July 30, 2010
The Secret of the Grain
Reviewer: Jeffrey M. Anderson
Rating (out of 5): ****½
Abdel Kechiche's The Secret of the Grain turned up in America late in 2008 and, thought it was sparsely released, made a few critics' top ten lists. But in France, it was a major critical success and placed on Cahiers du Cinema's list of the ten best films of the decade. (On Film Comment's list of the best of the decade, it came it at #125.) This could be due to a cultural level that French people could see in the film that Americans could not appreciate; it takes place in the world of Arabs living in France and speaking mostly French. The French original title is the much better "La graine et le mulet (The Grain and the Mullet)," and besides relating to the immigrant experience, Americans can definitely appreciate -- at the very least -- that it's one of the best food movies of the decade.
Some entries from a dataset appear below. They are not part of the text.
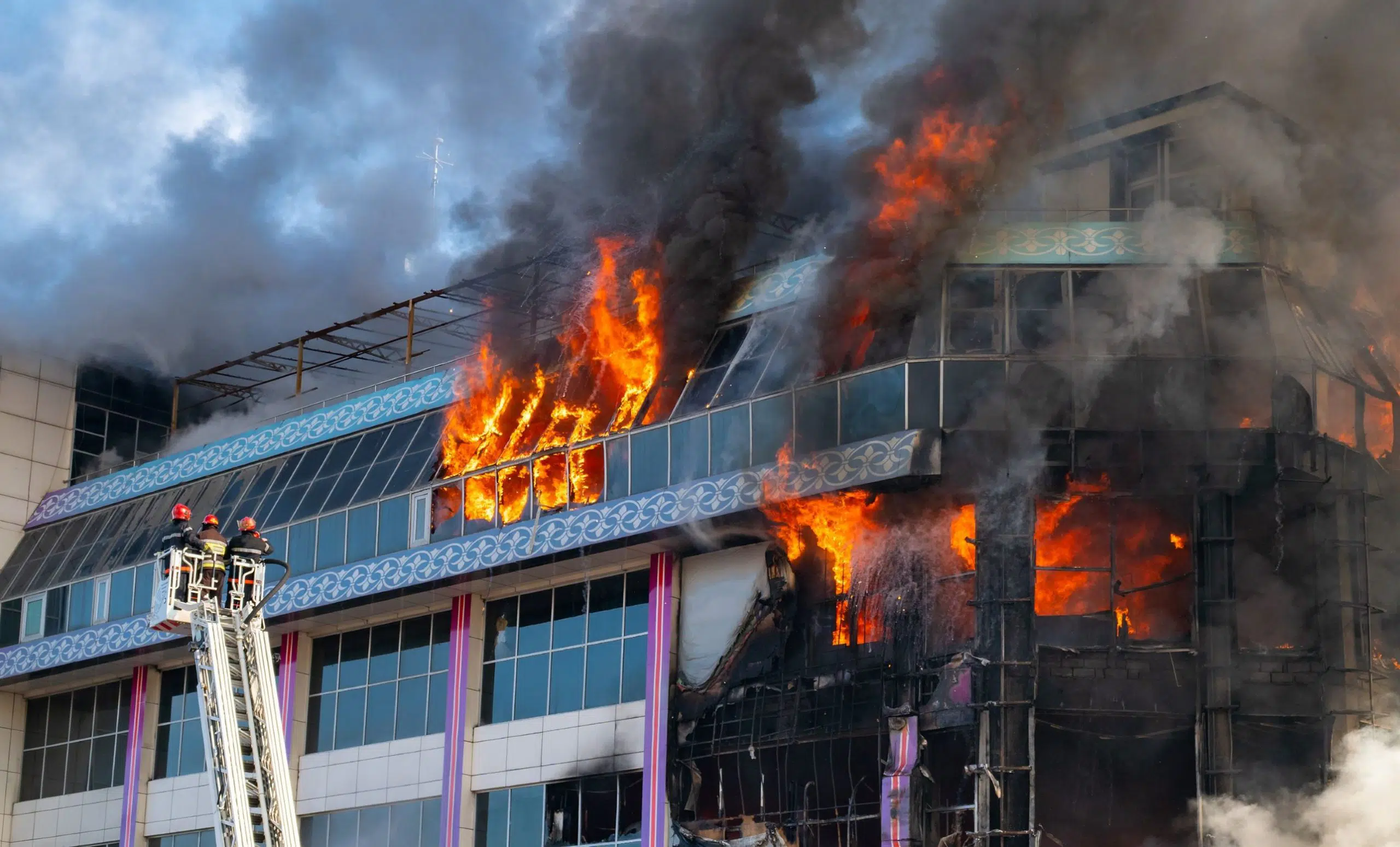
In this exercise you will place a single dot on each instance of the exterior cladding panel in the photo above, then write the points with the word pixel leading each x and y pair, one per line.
pixel 886 457
pixel 371 410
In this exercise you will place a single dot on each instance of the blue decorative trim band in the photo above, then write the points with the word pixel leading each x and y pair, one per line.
pixel 863 462
pixel 371 410
pixel 1089 242
pixel 786 285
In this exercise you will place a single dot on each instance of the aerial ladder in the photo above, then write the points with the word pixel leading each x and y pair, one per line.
pixel 244 744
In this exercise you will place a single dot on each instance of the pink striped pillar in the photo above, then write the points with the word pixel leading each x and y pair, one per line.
pixel 132 775
pixel 895 800
pixel 654 828
pixel 454 731
pixel 288 683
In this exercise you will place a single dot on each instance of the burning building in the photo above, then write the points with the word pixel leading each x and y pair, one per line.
pixel 1051 542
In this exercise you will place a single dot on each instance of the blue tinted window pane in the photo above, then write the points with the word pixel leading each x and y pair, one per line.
pixel 527 816
pixel 570 602
pixel 534 622
pixel 498 691
pixel 349 718
pixel 438 702
pixel 730 440
pixel 604 674
pixel 144 588
pixel 413 653
pixel 301 548
pixel 360 537
pixel 331 541
pixel 691 450
pixel 531 687
pixel 378 718
pixel 394 525
pixel 605 608
pixel 566 681
pixel 354 658
pixel 772 427
pixel 873 405
pixel 649 460
pixel 500 629
pixel 492 821
pixel 411 720
pixel 616 461
pixel 634 670
pixel 816 419
pixel 124 588
pixel 639 587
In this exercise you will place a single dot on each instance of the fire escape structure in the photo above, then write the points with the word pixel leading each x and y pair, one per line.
pixel 244 741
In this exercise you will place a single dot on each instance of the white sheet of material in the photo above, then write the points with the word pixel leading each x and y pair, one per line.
pixel 718 593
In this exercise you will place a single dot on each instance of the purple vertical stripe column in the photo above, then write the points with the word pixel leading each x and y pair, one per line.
pixel 454 731
pixel 658 703
pixel 132 776
pixel 288 683
pixel 894 800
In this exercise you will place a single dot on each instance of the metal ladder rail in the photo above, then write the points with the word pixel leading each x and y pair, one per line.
pixel 223 742
pixel 279 803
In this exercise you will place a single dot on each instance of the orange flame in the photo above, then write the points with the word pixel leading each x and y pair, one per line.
pixel 609 369
pixel 941 166
pixel 1141 552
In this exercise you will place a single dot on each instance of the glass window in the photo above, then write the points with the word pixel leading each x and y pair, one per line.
pixel 730 440
pixel 394 525
pixel 816 419
pixel 616 451
pixel 574 647
pixel 398 825
pixel 360 534
pixel 74 741
pixel 649 460
pixel 689 450
pixel 873 405
pixel 598 810
pixel 975 312
pixel 331 541
pixel 772 427
pixel 203 838
pixel 378 683
pixel 179 735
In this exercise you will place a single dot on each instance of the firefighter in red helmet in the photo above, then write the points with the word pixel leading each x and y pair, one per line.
pixel 184 538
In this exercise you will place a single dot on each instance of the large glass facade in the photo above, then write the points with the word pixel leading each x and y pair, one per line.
pixel 573 647
pixel 398 825
pixel 601 810
pixel 179 737
pixel 74 741
pixel 378 683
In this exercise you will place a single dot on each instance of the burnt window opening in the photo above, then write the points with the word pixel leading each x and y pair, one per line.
pixel 975 314
pixel 1041 320
pixel 1112 569
pixel 1236 318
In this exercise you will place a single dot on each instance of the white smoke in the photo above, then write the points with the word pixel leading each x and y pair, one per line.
pixel 1357 810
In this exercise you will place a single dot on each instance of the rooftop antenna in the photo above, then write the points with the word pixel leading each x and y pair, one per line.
pixel 438 163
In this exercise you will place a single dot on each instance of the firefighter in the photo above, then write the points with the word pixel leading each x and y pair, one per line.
pixel 184 539
pixel 214 547
pixel 247 545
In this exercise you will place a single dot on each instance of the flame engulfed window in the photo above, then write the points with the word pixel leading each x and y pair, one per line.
pixel 1128 556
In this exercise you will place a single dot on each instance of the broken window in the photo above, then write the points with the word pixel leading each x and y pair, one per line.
pixel 579 646
pixel 1038 304
pixel 1379 426
pixel 1338 409
pixel 598 810
pixel 975 312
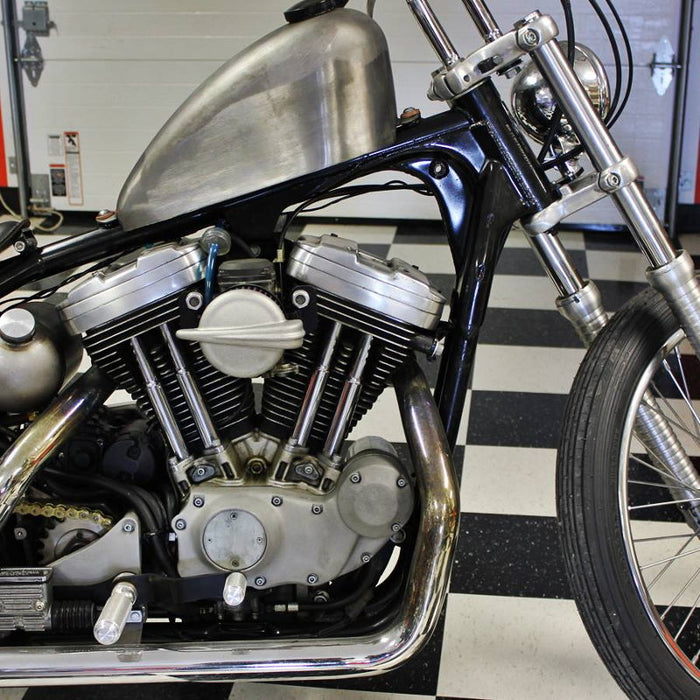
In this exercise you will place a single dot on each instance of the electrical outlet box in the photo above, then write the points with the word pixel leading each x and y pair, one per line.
pixel 41 191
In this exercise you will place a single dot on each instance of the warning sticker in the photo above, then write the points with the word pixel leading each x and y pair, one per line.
pixel 55 146
pixel 58 180
pixel 74 167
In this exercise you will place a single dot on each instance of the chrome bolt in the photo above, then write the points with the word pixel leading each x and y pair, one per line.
pixel 612 180
pixel 398 537
pixel 530 37
pixel 194 301
pixel 301 299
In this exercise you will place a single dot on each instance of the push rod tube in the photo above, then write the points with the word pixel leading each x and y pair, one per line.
pixel 46 434
pixel 379 651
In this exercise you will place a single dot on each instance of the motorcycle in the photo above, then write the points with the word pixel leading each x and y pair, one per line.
pixel 218 526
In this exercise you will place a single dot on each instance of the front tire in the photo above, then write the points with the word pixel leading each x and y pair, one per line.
pixel 630 526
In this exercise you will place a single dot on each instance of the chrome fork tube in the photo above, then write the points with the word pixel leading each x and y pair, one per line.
pixel 46 434
pixel 381 650
pixel 483 19
pixel 434 31
pixel 579 300
pixel 603 151
pixel 671 272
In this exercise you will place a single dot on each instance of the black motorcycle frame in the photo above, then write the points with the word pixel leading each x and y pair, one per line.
pixel 472 159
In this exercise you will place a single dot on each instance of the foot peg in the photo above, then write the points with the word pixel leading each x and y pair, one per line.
pixel 234 589
pixel 113 618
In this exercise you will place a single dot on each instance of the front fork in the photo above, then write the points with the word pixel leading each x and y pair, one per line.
pixel 671 272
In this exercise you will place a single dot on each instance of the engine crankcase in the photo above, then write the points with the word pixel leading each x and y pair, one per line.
pixel 280 535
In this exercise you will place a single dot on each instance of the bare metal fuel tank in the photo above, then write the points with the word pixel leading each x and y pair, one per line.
pixel 307 96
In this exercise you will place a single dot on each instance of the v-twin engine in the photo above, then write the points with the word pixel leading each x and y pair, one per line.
pixel 270 494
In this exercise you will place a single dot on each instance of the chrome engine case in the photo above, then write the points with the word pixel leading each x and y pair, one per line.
pixel 280 534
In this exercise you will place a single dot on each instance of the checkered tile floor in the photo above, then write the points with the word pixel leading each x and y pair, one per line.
pixel 510 629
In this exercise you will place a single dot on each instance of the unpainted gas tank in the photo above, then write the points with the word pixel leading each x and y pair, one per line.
pixel 307 96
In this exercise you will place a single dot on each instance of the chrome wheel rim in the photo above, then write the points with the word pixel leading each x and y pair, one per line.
pixel 661 534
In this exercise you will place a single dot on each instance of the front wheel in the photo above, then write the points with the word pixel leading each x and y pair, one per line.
pixel 628 495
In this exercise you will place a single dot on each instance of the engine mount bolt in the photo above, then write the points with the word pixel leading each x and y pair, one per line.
pixel 301 299
pixel 438 169
pixel 194 301
pixel 398 537
pixel 256 465
pixel 530 37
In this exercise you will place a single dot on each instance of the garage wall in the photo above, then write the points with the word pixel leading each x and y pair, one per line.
pixel 115 71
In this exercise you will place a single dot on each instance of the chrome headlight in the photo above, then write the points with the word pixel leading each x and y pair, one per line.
pixel 534 104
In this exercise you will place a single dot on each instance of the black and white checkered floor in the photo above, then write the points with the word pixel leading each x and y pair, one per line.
pixel 510 629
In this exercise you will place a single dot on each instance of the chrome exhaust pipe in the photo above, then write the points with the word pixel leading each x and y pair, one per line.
pixel 46 434
pixel 380 651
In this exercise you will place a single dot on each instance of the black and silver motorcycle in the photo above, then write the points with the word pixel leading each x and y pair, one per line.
pixel 217 525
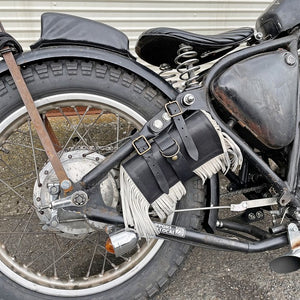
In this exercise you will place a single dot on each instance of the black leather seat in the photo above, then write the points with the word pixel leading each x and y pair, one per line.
pixel 160 45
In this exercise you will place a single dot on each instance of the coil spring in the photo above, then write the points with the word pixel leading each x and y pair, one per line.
pixel 167 73
pixel 187 65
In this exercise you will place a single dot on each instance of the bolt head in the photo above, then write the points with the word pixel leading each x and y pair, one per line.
pixel 251 216
pixel 259 36
pixel 53 190
pixel 166 117
pixel 290 59
pixel 54 223
pixel 188 99
pixel 158 124
pixel 65 184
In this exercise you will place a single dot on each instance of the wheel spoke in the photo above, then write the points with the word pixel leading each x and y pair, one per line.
pixel 75 128
pixel 92 259
pixel 71 254
pixel 63 255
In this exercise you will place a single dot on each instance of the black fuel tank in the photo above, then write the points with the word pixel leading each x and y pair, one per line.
pixel 261 93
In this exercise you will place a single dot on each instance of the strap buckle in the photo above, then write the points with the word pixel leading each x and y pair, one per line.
pixel 176 110
pixel 173 155
pixel 137 148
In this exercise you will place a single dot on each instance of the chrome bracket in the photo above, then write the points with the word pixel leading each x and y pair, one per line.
pixel 253 204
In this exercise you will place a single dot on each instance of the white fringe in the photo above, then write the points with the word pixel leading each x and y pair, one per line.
pixel 136 207
pixel 213 166
pixel 166 203
pixel 233 157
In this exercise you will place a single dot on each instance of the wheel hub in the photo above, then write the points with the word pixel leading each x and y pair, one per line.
pixel 76 164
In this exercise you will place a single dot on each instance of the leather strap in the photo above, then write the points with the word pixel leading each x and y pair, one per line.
pixel 170 149
pixel 143 148
pixel 174 111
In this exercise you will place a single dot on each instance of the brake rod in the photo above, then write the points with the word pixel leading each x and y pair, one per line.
pixel 35 117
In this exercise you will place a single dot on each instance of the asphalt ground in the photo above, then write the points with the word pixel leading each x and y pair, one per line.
pixel 220 275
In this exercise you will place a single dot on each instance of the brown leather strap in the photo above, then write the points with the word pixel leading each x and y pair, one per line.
pixel 34 115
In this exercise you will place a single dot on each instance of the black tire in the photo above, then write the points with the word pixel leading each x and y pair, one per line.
pixel 77 76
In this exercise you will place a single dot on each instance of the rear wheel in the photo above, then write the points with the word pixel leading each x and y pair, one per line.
pixel 89 110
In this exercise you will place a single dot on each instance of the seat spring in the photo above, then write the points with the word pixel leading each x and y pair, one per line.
pixel 168 73
pixel 187 65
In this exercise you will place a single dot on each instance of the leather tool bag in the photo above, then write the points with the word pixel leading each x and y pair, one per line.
pixel 155 174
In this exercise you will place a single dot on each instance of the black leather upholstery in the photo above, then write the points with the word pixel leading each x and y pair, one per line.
pixel 160 45
pixel 62 29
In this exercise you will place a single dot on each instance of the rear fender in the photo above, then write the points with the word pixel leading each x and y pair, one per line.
pixel 127 63
pixel 103 55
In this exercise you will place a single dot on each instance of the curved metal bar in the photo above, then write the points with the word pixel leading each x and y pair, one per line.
pixel 222 65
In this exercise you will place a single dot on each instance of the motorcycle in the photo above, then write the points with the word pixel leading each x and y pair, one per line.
pixel 110 172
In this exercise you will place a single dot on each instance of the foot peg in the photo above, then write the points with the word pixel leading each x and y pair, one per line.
pixel 289 262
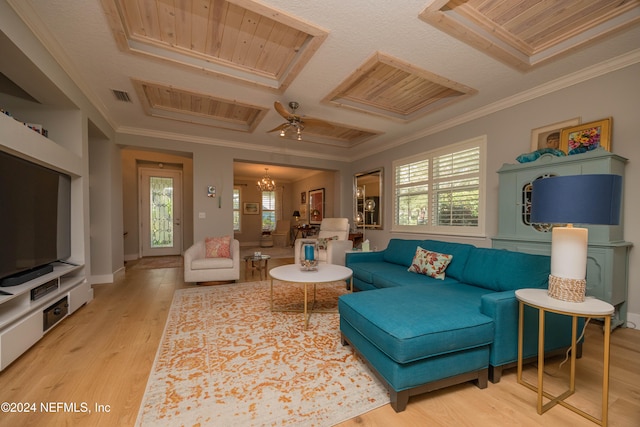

Kechiche, who appeared in the American film Sorry, Haters (2005), directs with long, loving takes, creating organic conversations and conflicts. The film runs 154 minutes, and though it feels epic in scope, the individual minutes and scenes just fly by; they're totally absorbing. They range from a noisy family dinner to an intense conversation between a mother and daughter.
The hero of the story is Slimane (Habib Boufares), a divorced grandfather who still interacts with his family on a regular basis. (The film cleverly introduces us to each of the characters when he tries to deliver an unwanted box of fresh fish to all of them.) His job repairing boats suddenly comes to an end, and he finds himself at a crossroads. His sons suggest that he go back to "the old country," but his girlfriend's daughter, the sensuous Rym (Hafsia Herzi) -- who seems closer to him than any of his blood relations -- shows anger on his behalf. She helps him take the first steps in realizing his dream, to open a restaurant on a boat and serve his ex-wife's much-loved fish couscous. Like the best food movies, it had me craving this luscious-looking dish.
This plot synopsis makes it sound like one of those glossy Miramax arthouse hits, but Kechiche is working on a more primal level here. All of the various, random plot threads, including a sexual affair that one of the family members has with a white woman, come to a head during the restaurant's opening night party. Kechiche crosses them with expert skill, building an unexpected level of suspense. But the real focus is on both food and sex and the frustration of being so close to -- and yet so far from -- each. In the film's glorious climax, the various sisters try to keep the customers happy with booze. Meanwhile, Rym decides to entertain the guests with an increasingly sexual, sweaty, seductive belly dance. And while Slimane has gone out to look for missing couscous, three young punks steal his motor scooter and taunt him with it.
Each of these crossing sequences has something to do with frustration, and the movie ends on just such a note, right on the verge of a payoff, but without the catharsis of actually getting to see it. It's possible that the French understood this more deeply than impatient Americans ever could, but I suspect that there is still an audience of smart, tuned-in American viewers that will find a small treasure in The Secret of the Grain.
The Criterion Collection has released the film on a beautiful DVD and Blu-Ray, approved by the director. There are interviews with Kechiche and some of the cast, an extended, re-edited belly-dancing sequence, and a video interview with film scholar Ludovic Cortade (in English), which sheds some light on the French perspective of the film.